Nothing at all. Once created to protect Dutch Heritage against a new form of road tax, the ownership tax was added to an unexpected benefit. A complete flourishing industry was formed around it. One in which tens of billions of euros are converted nowadays. And therefore billions of euros in tax are paid over, employing thousands of employees. We do not only think of dealers, workshops and suppliers of parts and accessories. But how many sidetracks are there, companies that supply to the above-mentioned companies, event organizers, catering for those events and, most importantly, charities that benefit from it, import and export. An industry that has proven to be crisis-resistant in 2008. I dare not say that we have helped the Netherlands through the crisis, but we have certainly contributed. However, an industry that is largely destroyed by the current plans, if they go ahead.
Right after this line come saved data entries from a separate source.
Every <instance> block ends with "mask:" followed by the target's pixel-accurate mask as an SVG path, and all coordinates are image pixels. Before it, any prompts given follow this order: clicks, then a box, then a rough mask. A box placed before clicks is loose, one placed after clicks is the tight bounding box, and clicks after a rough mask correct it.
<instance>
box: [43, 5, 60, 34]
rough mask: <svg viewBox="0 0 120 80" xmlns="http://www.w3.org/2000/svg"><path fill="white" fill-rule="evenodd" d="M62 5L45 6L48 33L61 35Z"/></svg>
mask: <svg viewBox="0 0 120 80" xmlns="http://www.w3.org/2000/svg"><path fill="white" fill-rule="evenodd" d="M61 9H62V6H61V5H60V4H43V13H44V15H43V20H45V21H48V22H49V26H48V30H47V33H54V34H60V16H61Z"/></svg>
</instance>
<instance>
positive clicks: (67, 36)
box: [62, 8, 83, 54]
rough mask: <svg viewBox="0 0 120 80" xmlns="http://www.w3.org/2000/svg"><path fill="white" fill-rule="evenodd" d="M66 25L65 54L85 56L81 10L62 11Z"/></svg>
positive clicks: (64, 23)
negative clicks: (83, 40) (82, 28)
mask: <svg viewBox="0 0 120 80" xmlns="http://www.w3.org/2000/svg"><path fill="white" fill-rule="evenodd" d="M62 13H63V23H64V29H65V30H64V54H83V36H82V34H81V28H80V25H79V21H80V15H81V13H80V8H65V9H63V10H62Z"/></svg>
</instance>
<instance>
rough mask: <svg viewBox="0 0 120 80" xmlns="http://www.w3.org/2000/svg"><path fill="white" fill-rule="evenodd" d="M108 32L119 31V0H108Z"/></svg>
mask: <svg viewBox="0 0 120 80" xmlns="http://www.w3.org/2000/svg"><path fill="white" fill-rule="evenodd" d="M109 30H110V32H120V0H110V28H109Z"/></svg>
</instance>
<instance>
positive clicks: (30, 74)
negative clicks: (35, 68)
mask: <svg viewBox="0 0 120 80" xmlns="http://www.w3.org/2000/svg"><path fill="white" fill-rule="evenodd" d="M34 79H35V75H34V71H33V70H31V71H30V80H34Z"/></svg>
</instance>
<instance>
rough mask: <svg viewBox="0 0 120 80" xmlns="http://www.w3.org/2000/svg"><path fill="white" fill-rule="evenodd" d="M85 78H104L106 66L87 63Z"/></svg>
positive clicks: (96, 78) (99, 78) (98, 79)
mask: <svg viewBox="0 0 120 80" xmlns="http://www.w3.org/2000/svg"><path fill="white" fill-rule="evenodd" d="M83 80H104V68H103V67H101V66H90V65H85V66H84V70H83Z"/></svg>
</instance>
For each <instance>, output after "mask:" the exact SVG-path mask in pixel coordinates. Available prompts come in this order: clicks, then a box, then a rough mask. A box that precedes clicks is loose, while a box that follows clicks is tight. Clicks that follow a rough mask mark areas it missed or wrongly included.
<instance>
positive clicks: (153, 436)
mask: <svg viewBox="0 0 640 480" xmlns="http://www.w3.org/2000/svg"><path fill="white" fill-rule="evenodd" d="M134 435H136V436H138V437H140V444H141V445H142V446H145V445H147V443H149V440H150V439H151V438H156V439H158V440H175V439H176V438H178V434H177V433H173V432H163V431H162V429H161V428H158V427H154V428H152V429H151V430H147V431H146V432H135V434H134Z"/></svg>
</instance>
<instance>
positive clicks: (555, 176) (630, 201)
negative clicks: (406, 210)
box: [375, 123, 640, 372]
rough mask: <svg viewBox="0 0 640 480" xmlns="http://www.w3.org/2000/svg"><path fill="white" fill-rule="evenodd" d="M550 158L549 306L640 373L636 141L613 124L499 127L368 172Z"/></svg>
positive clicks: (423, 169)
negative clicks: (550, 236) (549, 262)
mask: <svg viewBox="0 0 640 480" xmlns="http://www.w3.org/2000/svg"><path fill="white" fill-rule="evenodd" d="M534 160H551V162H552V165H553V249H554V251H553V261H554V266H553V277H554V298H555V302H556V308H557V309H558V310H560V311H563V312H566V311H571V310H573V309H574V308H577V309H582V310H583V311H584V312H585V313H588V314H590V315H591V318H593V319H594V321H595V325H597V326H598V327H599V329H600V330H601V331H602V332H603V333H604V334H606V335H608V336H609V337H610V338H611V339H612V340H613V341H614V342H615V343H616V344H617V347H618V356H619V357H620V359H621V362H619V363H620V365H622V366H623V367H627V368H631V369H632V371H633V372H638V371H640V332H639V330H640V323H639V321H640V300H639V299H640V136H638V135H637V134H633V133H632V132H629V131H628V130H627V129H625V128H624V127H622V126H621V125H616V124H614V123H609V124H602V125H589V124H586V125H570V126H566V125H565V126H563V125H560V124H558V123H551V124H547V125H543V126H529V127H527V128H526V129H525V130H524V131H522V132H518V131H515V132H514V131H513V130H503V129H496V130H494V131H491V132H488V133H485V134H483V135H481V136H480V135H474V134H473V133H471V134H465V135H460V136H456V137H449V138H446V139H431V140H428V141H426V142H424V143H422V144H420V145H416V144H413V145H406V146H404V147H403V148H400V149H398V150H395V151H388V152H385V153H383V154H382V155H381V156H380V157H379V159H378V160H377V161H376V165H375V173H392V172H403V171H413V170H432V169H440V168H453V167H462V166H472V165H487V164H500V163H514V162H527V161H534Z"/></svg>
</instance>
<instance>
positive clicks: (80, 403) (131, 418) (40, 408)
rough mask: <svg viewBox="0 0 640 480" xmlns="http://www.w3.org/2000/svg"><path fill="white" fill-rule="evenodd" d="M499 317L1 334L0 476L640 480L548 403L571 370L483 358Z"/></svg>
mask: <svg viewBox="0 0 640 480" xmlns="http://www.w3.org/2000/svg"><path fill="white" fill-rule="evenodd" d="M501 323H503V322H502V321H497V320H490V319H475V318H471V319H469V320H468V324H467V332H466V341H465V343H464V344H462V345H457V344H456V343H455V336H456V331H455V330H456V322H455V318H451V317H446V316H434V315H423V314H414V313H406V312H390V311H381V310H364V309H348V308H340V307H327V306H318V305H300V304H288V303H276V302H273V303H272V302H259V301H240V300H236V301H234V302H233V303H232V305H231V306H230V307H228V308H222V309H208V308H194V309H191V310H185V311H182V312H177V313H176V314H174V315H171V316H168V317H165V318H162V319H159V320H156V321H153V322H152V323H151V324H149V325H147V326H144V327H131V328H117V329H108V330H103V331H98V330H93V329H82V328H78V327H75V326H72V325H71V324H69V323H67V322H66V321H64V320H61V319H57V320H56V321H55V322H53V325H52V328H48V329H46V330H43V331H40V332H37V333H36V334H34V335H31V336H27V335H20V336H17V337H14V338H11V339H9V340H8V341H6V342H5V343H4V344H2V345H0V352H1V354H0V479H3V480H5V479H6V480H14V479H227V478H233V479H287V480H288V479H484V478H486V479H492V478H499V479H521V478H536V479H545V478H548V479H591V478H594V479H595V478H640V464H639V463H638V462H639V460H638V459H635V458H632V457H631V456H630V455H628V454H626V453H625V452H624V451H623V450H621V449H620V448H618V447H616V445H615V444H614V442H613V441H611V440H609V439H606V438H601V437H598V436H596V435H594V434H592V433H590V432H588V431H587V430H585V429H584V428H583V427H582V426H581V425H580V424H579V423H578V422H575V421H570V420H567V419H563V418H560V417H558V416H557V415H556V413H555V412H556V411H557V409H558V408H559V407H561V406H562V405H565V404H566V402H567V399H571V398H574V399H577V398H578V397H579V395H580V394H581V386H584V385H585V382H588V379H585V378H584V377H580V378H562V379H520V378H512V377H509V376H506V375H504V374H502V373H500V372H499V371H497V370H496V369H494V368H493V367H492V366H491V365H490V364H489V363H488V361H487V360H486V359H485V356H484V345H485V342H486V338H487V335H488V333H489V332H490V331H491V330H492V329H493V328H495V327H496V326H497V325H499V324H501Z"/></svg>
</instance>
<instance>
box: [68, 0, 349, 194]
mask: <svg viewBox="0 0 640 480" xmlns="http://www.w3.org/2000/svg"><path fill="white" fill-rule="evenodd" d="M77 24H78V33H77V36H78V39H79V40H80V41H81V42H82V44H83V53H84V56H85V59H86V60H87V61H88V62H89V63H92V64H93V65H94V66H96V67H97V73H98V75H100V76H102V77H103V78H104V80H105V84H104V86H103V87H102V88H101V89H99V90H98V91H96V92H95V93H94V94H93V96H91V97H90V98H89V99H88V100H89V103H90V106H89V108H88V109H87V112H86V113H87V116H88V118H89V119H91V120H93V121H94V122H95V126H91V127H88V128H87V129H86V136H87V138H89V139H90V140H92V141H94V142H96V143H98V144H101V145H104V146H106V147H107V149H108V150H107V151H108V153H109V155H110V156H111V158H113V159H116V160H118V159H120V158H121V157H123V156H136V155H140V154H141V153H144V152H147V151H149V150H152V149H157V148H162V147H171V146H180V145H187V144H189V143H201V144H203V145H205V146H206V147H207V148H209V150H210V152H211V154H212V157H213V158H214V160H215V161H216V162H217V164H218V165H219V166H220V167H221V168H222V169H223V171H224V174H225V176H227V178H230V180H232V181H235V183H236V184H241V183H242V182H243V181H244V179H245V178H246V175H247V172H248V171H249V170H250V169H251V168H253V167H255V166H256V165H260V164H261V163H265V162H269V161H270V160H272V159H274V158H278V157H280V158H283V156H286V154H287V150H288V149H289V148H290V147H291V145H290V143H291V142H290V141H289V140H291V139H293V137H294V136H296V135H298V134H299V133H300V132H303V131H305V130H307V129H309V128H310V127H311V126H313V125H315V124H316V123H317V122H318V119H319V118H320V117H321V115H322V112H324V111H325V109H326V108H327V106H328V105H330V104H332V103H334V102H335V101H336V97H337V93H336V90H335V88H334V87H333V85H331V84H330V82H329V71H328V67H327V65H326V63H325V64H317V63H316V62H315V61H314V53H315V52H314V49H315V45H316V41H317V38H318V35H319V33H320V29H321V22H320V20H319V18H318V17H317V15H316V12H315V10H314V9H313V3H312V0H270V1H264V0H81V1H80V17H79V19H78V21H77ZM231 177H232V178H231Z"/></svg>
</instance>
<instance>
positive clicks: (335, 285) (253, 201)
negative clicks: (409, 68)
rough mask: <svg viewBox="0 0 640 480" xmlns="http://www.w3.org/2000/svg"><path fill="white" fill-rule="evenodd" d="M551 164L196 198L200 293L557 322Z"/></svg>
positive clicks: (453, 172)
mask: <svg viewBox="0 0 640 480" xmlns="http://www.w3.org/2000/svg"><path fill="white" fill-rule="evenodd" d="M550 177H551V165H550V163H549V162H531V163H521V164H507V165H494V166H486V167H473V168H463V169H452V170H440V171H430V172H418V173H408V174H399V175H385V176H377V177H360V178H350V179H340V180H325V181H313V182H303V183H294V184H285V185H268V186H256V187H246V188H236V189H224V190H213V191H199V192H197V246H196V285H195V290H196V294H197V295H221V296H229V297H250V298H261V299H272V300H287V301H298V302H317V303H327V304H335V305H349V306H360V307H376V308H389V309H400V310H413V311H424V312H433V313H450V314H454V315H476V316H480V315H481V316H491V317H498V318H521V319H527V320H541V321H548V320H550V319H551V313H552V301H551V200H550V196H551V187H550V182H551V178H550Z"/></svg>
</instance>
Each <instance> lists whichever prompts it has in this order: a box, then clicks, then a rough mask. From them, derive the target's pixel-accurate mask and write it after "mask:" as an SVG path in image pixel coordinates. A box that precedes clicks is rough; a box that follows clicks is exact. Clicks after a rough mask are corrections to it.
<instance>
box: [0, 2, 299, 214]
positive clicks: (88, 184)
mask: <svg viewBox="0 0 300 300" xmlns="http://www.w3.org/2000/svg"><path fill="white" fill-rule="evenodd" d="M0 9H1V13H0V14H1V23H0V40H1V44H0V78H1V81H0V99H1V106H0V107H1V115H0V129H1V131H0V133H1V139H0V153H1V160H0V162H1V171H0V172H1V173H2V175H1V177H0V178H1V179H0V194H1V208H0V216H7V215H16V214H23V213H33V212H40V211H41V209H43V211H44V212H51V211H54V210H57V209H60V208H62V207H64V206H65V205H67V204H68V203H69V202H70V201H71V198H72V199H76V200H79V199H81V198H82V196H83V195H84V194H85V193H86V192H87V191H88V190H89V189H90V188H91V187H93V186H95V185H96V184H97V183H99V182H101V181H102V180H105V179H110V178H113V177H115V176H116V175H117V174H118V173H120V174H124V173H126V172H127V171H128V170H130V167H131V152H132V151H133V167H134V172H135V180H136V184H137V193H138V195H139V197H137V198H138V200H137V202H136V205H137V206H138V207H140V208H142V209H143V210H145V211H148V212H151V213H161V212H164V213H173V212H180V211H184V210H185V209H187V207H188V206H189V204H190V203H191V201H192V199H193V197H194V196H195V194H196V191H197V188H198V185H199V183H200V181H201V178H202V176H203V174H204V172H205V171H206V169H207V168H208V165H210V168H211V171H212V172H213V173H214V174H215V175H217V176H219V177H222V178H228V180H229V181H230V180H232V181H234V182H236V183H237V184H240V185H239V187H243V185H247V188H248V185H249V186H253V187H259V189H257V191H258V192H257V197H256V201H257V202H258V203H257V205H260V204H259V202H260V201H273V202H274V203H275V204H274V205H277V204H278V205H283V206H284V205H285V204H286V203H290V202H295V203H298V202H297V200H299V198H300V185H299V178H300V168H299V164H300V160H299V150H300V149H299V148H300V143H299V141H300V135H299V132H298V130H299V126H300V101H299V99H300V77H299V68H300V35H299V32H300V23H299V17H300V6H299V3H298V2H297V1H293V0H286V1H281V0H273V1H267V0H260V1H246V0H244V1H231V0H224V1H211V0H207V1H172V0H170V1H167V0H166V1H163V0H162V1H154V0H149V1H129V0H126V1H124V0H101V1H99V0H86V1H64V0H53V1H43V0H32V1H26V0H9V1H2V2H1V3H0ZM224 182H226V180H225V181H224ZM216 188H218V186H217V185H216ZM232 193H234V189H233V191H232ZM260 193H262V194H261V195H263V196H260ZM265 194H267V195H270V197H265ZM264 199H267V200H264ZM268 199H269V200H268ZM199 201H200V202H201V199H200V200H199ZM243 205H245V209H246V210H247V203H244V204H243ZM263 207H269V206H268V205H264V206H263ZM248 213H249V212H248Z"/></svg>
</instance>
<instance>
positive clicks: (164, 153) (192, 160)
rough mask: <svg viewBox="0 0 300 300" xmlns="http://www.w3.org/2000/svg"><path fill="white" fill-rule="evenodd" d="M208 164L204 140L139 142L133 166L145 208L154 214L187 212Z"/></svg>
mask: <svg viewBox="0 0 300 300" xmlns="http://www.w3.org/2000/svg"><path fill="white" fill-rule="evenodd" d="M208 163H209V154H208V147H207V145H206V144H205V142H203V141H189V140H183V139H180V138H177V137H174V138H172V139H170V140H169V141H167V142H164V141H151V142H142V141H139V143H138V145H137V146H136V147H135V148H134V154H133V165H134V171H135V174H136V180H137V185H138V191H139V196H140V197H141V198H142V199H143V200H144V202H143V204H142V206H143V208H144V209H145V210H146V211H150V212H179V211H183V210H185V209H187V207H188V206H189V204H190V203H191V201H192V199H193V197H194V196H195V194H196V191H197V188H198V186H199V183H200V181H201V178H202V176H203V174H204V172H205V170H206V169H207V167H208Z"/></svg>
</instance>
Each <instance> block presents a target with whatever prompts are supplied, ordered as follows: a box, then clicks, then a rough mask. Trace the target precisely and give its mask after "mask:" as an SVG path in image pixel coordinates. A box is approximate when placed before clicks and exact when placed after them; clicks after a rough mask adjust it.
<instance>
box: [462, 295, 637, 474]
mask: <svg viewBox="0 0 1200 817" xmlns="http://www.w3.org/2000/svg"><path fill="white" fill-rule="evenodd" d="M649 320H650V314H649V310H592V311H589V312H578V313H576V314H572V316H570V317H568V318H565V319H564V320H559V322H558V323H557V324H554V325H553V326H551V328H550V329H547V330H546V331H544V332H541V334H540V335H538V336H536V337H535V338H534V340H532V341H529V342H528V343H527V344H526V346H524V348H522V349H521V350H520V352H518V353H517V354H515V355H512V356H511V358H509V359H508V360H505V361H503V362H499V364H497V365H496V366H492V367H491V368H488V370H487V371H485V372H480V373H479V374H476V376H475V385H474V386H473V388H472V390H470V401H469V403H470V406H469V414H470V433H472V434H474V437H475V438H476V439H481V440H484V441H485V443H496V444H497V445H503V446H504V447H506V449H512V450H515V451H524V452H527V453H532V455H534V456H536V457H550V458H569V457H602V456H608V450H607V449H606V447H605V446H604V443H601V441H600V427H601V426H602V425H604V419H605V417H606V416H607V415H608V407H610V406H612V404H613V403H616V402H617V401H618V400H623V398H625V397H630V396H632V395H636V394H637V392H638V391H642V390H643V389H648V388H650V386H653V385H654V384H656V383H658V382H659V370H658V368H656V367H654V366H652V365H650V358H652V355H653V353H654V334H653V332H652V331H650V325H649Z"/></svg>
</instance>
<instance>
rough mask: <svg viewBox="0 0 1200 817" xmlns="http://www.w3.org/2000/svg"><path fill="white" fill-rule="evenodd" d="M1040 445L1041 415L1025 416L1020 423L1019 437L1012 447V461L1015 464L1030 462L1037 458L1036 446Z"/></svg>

Should daily driving in a classic be prevented? No definitely not. Because apart from being bad for the production of new cars - although that is not too bad - you have to drive around for at least 40 with an 'environmentally-polluting' car before you have caused the same damage to the environment, which is the production of one car according to 15 standards. 20 years ago. Based on an investigation by Greenpeace of a year or so back. (Does anyone still have this research?) We explicitly say standards of 15-20 years ago, because then the research was done. Based on used raw materials in the car itself, but also used energy, transport and whatever else is not involved. In the meantime, the amount of raw materials that is used in a modern car has multiplied.
To what extent is a car polluting the environment? And if that is the case, that 25 year old Benzen are so polluting, is that not due to the MOT requirements? Because all cars on the Dutch road network are MOT tested and must meet strict emission standards. So somehow the arguments don't make sense.
Do other Dutch people have to bleed to sponsor us? No, because the classic fan is not sponsored. The industry does not cost the taxpayer money, it only earns nothing directly for MRB. But that is compensated in multiple ways with what the industry pays in taxes. See above. There are rarely any subsidies involved, such as those with which other industries and goals must be maintained.
Do the Dutch then massively abuse the exemption? Abuse, no. Use it. But isn't that what the scheme is meant for?
But what is it all about? For money? To the environment? That is not the case, because the classic fan earns a lot in terms of money as well as the environment. So in this context we are still wondering: what is wrong with the 'after 25 year MRB exemption' scheme?